Trump Sues New York and Congress to Shield His State Tax Returns

Trump Sues New York and Congress to Shield His State Tax Returns


It was against that backdrop that Democrats in New York assembled their bill and Gov. Andrew M. Cuomo signed it into law this month. As enacted, it requires state tax officials to hand over Mr. Trump’s state returns to the chairman of one of three congressional panels: the House Ways and Means Committee, the Senate Finance Committee and the Joint Committee on Taxation. The chairmen need only demonstrate a “specified and legitimate legislative purpose” for making the request.

State tax documents would most likely contain much of the information that Mr. Trump’s federal returns would.

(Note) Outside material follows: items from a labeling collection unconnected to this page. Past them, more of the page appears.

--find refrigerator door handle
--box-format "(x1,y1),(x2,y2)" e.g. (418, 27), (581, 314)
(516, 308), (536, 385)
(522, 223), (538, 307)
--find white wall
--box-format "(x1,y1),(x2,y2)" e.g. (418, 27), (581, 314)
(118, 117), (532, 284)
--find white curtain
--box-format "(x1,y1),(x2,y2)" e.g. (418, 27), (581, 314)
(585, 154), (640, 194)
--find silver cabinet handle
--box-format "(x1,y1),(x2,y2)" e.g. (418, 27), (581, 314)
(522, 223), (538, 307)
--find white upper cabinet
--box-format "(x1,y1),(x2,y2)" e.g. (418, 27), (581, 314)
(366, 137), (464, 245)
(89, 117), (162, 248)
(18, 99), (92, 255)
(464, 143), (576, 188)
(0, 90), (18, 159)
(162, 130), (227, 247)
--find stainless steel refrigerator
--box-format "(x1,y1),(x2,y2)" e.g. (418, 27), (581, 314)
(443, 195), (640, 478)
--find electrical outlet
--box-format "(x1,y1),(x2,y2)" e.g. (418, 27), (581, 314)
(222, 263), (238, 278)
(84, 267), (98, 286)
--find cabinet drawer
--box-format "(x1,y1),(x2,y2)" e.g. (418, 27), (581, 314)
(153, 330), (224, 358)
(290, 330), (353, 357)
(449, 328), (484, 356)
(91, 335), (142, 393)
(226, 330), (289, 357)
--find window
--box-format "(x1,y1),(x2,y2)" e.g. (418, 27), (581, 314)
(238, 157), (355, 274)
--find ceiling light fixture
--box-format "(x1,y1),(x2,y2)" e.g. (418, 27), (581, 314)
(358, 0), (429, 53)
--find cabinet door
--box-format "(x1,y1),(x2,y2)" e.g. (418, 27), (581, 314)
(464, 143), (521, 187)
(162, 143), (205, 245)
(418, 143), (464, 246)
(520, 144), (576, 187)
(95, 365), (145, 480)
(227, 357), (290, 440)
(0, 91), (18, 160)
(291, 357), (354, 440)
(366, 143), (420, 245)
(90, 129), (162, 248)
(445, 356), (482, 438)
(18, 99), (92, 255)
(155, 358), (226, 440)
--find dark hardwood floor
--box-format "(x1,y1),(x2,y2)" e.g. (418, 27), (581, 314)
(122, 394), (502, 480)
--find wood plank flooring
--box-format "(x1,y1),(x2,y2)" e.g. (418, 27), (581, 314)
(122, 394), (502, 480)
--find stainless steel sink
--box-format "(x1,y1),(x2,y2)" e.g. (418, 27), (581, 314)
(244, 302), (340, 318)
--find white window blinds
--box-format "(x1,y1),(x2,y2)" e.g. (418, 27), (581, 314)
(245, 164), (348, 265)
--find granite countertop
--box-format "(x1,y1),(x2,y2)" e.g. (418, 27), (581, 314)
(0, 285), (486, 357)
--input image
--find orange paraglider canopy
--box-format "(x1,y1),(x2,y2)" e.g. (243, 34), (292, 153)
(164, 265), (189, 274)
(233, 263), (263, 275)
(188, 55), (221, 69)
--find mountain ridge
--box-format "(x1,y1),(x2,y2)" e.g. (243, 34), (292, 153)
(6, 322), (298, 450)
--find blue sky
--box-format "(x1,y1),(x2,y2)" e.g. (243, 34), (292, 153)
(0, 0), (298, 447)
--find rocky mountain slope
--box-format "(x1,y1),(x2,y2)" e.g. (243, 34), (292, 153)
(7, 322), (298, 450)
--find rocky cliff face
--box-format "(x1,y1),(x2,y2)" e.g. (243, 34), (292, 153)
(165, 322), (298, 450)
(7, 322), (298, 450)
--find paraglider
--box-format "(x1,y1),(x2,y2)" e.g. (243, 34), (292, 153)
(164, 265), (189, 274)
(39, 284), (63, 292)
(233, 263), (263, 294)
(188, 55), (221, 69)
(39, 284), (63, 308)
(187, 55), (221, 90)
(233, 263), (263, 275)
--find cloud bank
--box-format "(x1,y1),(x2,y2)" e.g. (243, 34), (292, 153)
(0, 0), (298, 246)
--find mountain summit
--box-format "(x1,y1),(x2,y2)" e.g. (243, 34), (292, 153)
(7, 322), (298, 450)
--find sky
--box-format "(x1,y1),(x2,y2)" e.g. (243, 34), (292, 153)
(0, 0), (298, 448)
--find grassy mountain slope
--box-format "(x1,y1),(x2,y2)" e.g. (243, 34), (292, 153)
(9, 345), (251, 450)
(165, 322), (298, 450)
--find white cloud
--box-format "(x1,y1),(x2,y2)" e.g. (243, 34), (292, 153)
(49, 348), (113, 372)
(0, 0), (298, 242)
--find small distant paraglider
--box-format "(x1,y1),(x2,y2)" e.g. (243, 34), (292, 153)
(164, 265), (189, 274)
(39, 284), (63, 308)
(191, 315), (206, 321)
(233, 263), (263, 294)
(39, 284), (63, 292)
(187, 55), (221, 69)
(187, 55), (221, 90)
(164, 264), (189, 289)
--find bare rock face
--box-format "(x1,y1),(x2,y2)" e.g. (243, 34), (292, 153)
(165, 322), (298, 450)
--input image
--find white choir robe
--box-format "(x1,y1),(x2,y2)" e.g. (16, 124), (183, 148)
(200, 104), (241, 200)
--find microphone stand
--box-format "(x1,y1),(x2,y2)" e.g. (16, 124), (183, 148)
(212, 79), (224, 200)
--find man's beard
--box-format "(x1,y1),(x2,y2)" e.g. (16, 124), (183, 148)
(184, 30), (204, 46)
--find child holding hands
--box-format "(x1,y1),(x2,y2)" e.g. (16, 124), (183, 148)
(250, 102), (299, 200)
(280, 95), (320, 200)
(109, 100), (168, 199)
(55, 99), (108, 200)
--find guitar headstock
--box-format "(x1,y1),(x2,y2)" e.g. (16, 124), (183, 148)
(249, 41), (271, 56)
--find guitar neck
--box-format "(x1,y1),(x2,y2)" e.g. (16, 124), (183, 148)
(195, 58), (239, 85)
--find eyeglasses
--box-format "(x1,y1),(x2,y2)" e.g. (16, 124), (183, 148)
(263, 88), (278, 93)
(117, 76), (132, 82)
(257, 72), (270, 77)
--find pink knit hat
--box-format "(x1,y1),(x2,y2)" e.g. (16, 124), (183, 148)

Mr. Neal, a Democrat, has given no indication that he intends to actually make a request under the New York law. Some Democrats on Capitol Hill have even viewed the New York measure with reservation, worrying it will jeopardize their pursuit of Mr. Trump’s federal returns.

But Mr. Trump’s lawyers argue that Mr. Neal could change his mind at any time, and New York could comply “nearly instantaneously, mooting the president’s ability to object before his tax records are disclosed.”

“President Trump was thus forced to bring this lawsuit to safeguard his legal rights,” they wrote.

The legal maneuver is becoming familiar seven months into the Democratic House majority. Mr. Trump has also intervened in his private capacity to try to block private companies from complying with congressional subpoenas for various financial records.

Democrats in Washington and Albany were not happy.

Representative Bill Pascrell Jr., Democrat of New Jersey and a member of the Ways and Means Committee, called the lawsuit “a pathetic stunt, not worth the forms it’s printed on, and should be laughed out of court.”

State Senator Brad Hoylman, the Manhattan Democrat who sponsored the bill in Albany’s upper chamber, rejected arguments by Mr. Trump’s lawyers. Responding to their claim that the law targeted Mr. Trump specifically, Mr. Hoylman noted that it applied “to all public officials who filed taxes in the state of New York.”

“As I’ve said all along, this is bigger than one elected official,” he said, adding that the law “represents an important statement on behalf of balance of powers, of which states like New York have an important role.”